Malgré le grand ménage de printemps balayé par le commandant en chef de la division Marduk, Morgan, qui a vu ce dernier se séparer de son hurleur et du batteur, le blindé suédois nous revient déjà et sa haine intense ne sait toujours pas tarie. Ni son goût pour les blasts sauvages et les titres rapides qui ne font pas de prisonniers. « The Hangman Of Prague » et « Throne Of Rats » ouvrent la danse macabre dans la plus pure tradition mardukienne.
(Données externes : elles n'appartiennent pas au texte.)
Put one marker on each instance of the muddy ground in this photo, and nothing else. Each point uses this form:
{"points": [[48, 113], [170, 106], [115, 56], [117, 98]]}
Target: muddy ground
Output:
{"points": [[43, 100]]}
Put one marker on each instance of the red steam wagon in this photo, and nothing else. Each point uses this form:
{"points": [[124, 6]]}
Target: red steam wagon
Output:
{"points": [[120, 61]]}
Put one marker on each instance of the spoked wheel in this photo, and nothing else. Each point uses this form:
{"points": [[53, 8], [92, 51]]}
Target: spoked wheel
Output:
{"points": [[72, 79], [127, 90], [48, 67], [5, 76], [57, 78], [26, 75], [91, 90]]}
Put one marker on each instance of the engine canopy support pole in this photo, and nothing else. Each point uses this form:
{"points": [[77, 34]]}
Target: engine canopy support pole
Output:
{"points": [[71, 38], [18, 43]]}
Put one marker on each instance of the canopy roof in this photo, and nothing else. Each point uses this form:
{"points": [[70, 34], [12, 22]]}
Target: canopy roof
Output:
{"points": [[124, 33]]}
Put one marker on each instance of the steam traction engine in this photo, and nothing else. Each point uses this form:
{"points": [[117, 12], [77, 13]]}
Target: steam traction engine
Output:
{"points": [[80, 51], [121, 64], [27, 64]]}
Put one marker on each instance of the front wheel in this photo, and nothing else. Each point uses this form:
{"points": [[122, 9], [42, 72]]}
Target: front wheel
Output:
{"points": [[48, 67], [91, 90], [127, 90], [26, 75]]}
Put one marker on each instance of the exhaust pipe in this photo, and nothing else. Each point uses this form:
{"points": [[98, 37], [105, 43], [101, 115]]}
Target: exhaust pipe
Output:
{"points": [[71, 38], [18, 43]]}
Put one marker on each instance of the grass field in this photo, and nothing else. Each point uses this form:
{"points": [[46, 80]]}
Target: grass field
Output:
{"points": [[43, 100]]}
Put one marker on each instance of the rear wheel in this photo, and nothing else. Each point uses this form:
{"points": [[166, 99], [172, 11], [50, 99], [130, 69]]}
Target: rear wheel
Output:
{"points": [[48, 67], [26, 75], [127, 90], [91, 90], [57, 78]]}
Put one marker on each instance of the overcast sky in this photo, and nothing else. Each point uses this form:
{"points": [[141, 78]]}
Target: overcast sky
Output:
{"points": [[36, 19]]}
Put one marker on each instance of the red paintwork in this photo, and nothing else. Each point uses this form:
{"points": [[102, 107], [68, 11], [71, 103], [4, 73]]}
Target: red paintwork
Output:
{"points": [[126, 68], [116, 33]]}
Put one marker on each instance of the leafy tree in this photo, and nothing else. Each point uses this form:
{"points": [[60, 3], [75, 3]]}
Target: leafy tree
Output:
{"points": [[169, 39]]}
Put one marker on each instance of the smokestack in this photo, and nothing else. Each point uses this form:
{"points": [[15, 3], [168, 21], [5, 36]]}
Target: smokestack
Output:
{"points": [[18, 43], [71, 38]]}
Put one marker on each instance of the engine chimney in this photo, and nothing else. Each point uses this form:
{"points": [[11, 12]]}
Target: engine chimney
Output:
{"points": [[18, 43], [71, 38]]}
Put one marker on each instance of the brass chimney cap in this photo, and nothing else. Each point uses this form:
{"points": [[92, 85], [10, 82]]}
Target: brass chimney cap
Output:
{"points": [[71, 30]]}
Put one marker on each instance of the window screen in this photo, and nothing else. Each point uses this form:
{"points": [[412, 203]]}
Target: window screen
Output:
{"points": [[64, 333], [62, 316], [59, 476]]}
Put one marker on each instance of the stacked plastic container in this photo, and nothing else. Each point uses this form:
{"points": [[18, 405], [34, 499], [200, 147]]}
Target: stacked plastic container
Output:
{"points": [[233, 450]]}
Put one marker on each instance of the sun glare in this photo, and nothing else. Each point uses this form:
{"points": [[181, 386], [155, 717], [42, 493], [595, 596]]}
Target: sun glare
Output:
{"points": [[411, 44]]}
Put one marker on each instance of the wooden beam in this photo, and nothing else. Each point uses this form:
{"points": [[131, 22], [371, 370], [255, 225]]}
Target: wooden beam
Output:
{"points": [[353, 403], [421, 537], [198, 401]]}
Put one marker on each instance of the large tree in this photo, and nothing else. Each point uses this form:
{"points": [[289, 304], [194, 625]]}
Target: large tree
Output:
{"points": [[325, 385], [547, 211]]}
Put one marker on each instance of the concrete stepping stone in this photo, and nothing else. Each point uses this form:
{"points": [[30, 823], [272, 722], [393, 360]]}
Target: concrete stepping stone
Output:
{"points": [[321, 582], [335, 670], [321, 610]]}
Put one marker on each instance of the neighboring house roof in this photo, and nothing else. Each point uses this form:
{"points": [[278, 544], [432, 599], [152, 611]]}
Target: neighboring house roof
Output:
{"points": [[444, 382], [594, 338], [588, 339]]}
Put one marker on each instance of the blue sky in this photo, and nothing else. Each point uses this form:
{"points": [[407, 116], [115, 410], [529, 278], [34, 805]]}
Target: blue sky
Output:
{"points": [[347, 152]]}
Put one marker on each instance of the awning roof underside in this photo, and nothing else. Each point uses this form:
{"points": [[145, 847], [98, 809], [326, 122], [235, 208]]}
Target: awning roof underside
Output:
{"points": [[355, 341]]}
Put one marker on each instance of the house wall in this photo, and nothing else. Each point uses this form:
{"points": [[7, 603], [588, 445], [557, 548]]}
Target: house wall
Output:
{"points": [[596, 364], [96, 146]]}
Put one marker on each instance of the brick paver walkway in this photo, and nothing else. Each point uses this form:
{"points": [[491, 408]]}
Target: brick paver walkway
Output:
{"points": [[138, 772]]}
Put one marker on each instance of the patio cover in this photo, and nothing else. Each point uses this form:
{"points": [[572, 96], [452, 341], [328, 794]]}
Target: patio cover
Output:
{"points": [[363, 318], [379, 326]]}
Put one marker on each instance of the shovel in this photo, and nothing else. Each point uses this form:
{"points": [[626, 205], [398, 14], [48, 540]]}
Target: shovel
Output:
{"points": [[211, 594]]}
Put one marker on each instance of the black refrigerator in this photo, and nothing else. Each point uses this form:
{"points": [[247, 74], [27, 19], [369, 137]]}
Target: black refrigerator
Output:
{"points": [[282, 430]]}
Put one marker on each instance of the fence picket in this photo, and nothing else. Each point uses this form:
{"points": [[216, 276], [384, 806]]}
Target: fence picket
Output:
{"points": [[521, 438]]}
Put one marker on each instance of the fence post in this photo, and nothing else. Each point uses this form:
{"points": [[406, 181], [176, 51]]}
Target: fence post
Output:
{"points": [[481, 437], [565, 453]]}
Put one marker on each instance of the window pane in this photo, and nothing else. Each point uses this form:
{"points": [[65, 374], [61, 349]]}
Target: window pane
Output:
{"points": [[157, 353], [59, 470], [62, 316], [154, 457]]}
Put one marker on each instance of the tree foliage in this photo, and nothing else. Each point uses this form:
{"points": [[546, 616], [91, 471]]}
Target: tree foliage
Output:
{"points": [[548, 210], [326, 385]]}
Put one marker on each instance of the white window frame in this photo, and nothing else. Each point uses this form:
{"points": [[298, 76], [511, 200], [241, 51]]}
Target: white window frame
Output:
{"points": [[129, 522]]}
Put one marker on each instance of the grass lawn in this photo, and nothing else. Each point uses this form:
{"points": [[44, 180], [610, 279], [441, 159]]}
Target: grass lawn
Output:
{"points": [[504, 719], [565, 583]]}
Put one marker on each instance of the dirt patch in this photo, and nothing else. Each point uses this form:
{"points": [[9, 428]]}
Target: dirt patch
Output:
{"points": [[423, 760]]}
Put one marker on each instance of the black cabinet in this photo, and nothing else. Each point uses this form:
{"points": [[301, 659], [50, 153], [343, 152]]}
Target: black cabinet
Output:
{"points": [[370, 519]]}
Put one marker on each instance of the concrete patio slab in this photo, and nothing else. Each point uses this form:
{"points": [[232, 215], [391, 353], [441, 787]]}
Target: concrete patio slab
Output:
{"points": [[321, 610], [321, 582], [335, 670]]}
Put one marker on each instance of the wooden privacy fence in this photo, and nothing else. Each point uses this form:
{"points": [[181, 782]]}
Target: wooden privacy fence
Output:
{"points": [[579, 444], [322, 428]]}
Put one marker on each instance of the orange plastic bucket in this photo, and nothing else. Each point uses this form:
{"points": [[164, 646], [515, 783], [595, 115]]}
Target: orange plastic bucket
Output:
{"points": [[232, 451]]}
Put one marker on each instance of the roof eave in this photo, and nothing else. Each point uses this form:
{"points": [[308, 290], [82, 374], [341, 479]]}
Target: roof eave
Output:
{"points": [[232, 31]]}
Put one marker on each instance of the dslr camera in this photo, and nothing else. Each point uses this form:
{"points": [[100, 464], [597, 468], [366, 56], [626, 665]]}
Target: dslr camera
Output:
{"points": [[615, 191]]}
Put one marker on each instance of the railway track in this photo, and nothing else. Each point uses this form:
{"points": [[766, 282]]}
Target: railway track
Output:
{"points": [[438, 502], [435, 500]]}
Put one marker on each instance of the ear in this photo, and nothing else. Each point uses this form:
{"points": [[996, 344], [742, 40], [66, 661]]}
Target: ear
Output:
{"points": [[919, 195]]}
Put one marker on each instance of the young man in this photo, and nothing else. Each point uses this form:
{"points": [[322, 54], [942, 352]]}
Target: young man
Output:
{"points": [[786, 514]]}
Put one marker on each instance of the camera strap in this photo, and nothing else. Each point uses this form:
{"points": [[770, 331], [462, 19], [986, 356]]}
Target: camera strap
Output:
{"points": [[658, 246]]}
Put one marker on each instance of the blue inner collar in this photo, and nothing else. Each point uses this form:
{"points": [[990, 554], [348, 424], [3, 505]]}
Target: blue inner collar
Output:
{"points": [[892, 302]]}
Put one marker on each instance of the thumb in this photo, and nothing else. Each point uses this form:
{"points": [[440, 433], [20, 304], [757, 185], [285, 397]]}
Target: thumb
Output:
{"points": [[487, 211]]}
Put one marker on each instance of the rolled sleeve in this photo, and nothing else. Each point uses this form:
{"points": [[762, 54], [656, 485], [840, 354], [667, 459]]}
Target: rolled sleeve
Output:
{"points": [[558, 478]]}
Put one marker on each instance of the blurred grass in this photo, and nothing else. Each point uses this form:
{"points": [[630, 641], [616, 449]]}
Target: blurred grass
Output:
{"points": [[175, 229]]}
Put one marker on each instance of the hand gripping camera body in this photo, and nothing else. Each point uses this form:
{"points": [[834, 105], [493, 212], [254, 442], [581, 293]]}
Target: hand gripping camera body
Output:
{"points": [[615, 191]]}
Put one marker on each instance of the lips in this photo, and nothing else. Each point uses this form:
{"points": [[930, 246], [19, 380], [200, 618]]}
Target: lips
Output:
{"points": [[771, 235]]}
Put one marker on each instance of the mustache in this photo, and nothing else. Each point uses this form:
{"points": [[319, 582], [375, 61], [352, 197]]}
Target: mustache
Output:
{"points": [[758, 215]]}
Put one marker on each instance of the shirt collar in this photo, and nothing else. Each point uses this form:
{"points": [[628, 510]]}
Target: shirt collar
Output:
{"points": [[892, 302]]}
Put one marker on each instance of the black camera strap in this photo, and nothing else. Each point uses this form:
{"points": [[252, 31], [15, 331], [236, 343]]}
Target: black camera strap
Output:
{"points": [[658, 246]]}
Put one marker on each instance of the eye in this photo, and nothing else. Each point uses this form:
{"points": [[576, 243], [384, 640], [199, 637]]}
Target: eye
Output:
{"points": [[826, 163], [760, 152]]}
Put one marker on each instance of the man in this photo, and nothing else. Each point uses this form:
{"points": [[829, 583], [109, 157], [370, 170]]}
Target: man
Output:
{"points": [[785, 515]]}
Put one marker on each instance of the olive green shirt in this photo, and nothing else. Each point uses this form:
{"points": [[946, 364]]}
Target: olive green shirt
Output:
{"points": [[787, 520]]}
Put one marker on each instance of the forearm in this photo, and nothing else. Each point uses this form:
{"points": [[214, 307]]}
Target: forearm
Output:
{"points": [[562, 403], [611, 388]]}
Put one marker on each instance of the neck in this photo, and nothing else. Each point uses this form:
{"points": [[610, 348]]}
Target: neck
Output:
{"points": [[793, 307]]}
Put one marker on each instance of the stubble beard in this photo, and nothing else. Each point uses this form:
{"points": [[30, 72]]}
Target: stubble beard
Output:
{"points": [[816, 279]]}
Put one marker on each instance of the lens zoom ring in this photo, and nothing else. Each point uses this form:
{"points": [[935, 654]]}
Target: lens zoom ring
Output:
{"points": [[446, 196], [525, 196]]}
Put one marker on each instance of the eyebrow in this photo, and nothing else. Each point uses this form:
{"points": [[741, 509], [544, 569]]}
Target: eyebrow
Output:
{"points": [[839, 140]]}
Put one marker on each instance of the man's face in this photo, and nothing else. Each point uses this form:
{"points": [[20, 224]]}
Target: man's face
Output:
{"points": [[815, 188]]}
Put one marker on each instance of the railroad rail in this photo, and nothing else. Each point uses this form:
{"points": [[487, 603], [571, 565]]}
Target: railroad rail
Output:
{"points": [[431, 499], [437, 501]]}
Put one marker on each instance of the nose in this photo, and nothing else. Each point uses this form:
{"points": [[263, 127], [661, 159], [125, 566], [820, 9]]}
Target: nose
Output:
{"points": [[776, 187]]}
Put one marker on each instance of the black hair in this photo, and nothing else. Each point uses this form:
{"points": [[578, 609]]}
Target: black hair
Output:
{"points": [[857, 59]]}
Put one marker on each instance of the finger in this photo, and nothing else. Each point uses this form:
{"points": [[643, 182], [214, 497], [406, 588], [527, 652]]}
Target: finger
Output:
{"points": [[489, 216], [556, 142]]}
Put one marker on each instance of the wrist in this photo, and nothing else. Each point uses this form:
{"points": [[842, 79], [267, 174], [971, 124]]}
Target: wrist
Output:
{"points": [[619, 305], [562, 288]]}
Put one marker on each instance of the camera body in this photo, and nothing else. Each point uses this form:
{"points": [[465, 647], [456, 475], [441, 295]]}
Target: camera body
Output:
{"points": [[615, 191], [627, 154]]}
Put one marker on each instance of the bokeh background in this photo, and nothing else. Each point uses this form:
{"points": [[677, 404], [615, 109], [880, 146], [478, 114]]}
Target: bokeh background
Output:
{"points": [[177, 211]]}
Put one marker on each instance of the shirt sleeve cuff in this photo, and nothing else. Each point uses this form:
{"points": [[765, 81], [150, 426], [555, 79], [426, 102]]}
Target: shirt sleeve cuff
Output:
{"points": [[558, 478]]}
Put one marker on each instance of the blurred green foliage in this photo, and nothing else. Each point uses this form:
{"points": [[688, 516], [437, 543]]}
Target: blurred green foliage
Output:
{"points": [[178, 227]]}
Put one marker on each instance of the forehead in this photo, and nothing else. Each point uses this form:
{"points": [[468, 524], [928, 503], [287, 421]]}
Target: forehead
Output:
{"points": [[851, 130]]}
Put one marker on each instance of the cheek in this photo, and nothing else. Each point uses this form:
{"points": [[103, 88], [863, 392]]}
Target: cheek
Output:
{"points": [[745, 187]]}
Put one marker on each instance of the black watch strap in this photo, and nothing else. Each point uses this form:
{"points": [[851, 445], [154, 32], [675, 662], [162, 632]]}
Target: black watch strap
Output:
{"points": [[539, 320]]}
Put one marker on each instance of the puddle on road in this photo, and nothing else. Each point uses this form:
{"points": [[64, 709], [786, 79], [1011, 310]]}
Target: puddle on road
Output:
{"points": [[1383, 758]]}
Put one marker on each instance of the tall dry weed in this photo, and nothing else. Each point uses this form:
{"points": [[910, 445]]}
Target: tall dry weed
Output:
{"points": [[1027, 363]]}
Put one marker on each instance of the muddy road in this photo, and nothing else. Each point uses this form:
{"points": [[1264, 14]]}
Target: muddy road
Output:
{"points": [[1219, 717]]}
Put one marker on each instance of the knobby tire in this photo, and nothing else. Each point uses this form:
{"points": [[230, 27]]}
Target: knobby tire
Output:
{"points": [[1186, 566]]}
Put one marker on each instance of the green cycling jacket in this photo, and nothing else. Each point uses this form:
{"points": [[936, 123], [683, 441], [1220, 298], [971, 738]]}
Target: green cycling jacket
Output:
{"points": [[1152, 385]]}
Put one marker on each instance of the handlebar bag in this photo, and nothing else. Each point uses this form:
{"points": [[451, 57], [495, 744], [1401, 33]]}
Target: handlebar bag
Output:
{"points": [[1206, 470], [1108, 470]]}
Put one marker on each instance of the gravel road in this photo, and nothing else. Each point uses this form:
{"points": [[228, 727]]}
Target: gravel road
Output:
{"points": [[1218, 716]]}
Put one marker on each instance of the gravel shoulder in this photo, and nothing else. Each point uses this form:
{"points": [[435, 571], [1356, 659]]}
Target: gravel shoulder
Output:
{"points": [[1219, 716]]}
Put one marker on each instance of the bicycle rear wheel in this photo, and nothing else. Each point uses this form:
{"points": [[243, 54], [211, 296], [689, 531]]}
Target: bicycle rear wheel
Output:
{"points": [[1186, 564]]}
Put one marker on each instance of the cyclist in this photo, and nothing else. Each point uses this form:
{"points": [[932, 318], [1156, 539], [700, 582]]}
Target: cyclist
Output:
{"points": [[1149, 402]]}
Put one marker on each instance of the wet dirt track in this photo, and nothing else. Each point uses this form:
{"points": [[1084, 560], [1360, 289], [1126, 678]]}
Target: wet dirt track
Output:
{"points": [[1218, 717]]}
Sans finesse donc mais avec un sens de l’agression à même de laisser sur le carreau la plupart de ses rivaux. Le black metal hyper bourrin baignant dans un climat guerrier se calme le temps du mid tempo « Seven Angels, Seven Trumpets ». Le (relatif) répit est de courte durée car la machine s’emballe à nouveau avec le déchaîné « Life’s Emblem », qui permet encore une fois au batteur Emil de démontrer ses talents de blasteur, si besoin en était. 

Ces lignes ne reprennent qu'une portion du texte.